Ampol’s $1.1 billion servo grab hits regulator roadblock

Ampol’s $1.1 billion servo grab

A $1.1 billion takeover bid by Ampol to increase its service stations network has run into trouble with the competition authorities leading to new concerns about competition in the fiercely competitive market for fuel retailing in Australia.

The Australian Competition and Consumer Commission has indicated concerns regarding a proposed takeover of a major servo franchise suggesting that this would substantially impact competition in a number of local markets.

The consumer protection agency has initiated a formal assessment which implies that this proposed takeover might not be approved without some assets being divested.

Ampol, formerly Caltex Australia has described the acquisition as a strategic move aimed at fortifying its retail business and ensuring a steady supply chain of fuel.

Considering the changes the fuel industry is experiencing including changes in consumer behavior the adoption of electric vehicles and the challenge of falling fuel margins.

A price of $1.1 billion was considered reasonable due to the size of the acquired business.

However, competition regulators are concerned about the deal’s local effects rather than the national reasons for the acquisition.

Commenting on the deal in preliminary analysis, the ACCC observed, “The competition in fuel retailing can be highly localized reflecting the number and proximity of stations and the brands operating them in each local market.”

If Ampol operates a strong presence in a local market adding a further significant fuel retailer may decrease competition and lead to higher prices in that market.

Industry experts believe that Ampol might find it a task to ensure that the regulator is satisfied that the merger would lead to efficiency gains for the business without negatively impacting consumers.

This may involve agreeing on the sale of fuel outlets operating within overlapping areas possibly agreeing to continue the wholesale supplies for independent retailers.
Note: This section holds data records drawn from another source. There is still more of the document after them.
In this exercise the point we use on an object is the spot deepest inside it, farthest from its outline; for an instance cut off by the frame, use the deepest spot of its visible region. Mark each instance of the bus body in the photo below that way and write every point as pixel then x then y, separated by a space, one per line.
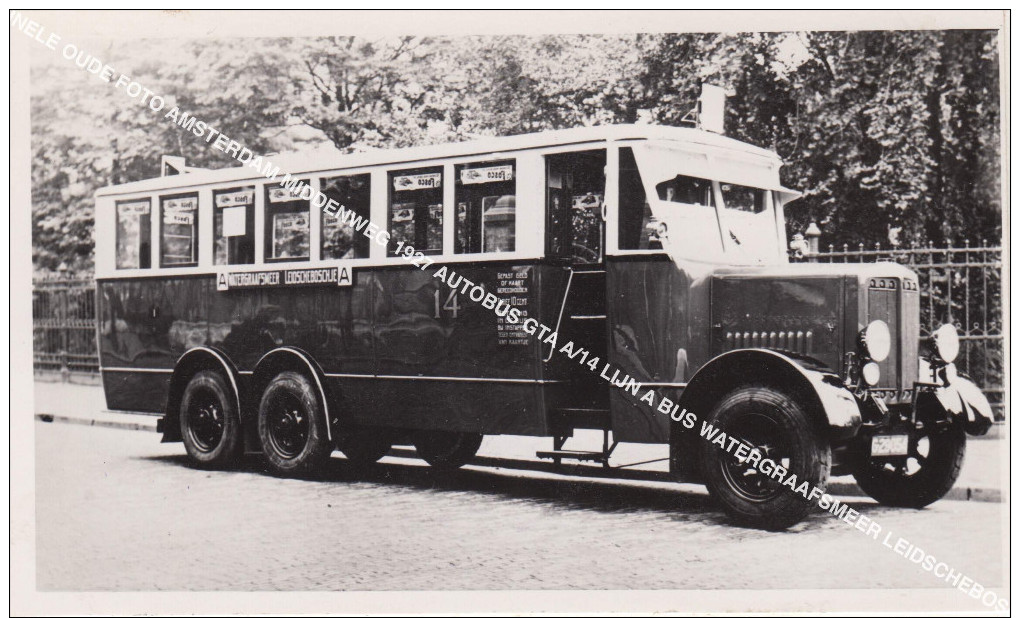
pixel 254 321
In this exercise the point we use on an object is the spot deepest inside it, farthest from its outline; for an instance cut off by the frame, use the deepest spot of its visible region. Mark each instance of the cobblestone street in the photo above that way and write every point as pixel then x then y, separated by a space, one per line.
pixel 118 511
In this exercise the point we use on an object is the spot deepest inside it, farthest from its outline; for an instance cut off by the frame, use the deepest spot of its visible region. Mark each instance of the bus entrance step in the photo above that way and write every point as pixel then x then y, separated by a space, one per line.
pixel 596 456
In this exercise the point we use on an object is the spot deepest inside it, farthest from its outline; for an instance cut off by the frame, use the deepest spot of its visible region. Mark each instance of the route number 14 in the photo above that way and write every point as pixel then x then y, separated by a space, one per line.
pixel 450 304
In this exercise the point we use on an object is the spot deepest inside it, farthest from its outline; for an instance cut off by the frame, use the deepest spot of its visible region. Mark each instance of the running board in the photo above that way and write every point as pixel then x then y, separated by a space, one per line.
pixel 558 454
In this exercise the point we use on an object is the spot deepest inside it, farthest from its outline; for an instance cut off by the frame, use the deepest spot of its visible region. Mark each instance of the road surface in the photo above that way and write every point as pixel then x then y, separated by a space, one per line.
pixel 118 511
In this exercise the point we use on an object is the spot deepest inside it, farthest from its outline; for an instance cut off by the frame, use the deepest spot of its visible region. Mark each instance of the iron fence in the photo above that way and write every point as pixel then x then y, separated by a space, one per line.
pixel 958 285
pixel 961 286
pixel 63 324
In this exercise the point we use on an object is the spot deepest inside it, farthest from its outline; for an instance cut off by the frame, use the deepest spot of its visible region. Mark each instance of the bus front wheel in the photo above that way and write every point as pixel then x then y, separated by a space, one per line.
pixel 776 427
pixel 209 424
pixel 447 450
pixel 292 426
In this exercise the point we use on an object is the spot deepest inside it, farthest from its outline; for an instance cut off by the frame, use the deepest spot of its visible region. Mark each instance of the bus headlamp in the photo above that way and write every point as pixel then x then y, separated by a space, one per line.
pixel 870 372
pixel 876 341
pixel 947 342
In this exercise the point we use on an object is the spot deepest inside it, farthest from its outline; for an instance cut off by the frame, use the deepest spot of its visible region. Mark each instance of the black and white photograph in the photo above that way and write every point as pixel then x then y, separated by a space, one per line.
pixel 509 312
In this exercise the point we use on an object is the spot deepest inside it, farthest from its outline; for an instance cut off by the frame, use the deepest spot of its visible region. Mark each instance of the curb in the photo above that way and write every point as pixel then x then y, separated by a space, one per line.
pixel 112 424
pixel 836 488
pixel 956 494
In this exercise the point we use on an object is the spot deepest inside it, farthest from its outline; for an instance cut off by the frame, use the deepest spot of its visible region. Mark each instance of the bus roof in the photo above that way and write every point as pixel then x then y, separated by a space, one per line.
pixel 304 163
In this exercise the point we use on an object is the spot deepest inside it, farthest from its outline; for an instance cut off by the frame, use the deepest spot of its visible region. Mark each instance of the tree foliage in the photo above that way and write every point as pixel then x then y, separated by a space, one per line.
pixel 890 136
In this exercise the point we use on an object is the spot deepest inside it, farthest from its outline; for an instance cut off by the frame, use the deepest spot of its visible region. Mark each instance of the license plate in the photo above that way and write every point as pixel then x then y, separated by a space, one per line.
pixel 889 445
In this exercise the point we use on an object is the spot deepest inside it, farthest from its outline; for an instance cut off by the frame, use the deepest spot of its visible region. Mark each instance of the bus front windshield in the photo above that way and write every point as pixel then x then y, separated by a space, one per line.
pixel 707 219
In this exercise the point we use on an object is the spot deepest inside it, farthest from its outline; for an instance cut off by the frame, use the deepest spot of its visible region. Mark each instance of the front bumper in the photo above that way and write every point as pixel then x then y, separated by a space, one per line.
pixel 964 399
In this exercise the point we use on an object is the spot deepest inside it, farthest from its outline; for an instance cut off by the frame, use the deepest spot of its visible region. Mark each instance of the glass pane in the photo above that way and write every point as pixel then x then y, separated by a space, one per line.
pixel 747 199
pixel 290 235
pixel 575 194
pixel 639 228
pixel 134 221
pixel 686 190
pixel 416 209
pixel 339 238
pixel 487 205
pixel 180 230
pixel 288 224
pixel 234 226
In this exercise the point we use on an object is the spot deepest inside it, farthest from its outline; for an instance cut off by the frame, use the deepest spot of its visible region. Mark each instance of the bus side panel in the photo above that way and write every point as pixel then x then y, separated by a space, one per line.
pixel 452 362
pixel 651 323
pixel 144 326
pixel 332 323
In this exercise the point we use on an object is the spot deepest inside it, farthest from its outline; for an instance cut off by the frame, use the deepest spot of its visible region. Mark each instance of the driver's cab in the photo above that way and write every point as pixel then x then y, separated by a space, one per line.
pixel 694 203
pixel 702 204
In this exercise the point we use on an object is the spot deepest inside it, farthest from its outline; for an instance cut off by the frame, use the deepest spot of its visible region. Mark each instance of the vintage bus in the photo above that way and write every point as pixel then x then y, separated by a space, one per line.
pixel 254 322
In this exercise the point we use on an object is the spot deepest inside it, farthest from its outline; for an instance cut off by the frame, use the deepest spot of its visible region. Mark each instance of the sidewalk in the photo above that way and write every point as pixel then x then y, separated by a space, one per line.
pixel 980 479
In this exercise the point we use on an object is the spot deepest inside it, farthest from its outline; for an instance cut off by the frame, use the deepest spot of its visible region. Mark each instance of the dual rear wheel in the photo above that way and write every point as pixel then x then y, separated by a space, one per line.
pixel 292 429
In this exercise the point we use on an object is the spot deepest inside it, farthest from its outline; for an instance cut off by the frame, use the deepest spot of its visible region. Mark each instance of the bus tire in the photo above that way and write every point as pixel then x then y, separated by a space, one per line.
pixel 364 447
pixel 895 482
pixel 447 450
pixel 778 427
pixel 292 425
pixel 210 426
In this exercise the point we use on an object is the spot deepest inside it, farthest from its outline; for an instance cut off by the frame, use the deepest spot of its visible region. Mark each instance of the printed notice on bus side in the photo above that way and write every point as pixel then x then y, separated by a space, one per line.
pixel 333 275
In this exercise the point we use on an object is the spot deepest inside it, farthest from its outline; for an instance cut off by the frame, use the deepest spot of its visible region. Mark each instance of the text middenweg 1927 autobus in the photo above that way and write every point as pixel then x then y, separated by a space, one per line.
pixel 255 322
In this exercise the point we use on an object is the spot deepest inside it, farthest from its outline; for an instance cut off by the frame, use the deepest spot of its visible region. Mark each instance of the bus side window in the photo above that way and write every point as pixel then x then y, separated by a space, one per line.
pixel 287 224
pixel 179 230
pixel 234 226
pixel 416 209
pixel 487 207
pixel 638 229
pixel 134 233
pixel 340 242
pixel 575 186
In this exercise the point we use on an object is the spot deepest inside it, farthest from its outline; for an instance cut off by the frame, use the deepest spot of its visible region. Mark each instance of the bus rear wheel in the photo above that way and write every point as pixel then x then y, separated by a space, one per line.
pixel 210 427
pixel 774 424
pixel 292 425
pixel 447 450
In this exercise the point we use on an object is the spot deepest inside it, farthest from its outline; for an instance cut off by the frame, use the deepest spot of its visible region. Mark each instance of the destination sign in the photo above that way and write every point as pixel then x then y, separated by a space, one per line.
pixel 134 208
pixel 279 195
pixel 476 175
pixel 420 181
pixel 332 275
pixel 235 198
pixel 181 204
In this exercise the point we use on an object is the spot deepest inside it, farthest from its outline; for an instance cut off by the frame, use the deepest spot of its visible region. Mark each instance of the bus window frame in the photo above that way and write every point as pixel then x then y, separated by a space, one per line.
pixel 319 219
pixel 250 210
pixel 457 185
pixel 266 240
pixel 197 243
pixel 116 234
pixel 445 167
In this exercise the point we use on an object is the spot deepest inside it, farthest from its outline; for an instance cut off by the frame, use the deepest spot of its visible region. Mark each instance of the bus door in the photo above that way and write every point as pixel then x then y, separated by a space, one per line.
pixel 575 193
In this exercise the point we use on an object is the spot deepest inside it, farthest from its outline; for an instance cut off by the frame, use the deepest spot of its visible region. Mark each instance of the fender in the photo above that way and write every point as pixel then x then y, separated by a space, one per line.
pixel 964 399
pixel 190 363
pixel 265 368
pixel 832 405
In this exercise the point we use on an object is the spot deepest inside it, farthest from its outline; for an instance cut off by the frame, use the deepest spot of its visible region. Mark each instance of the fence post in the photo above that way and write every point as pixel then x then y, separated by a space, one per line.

For Ampol there are delays or conditions that might have an effect on the transaction terms.

It is stated that the acquisition is aimed at improving its bottom line and enhancing its scale within the convenience retail business which arises due to the reduced growth in fuel demand.

Sales in convenience stores, food and joint ventures with major retail groups play critical roles in its profitability.

Submissions have been invited by the ACCC from interested parties pending the provision of a provisional response prior to making a final decision.

Pending this, the $1.1 billion merger is in a state of limbo with the outcome uncertain whether the proposed merger between the companies will be allowed in its current form or whether a different form will be required.

The decision is eagerly anticipated by policymakers and the fuel sector and it sets a crucial precedent concerning to what extent merger and acquisitions are possible within a sector that literally impacts almost every family within Australia.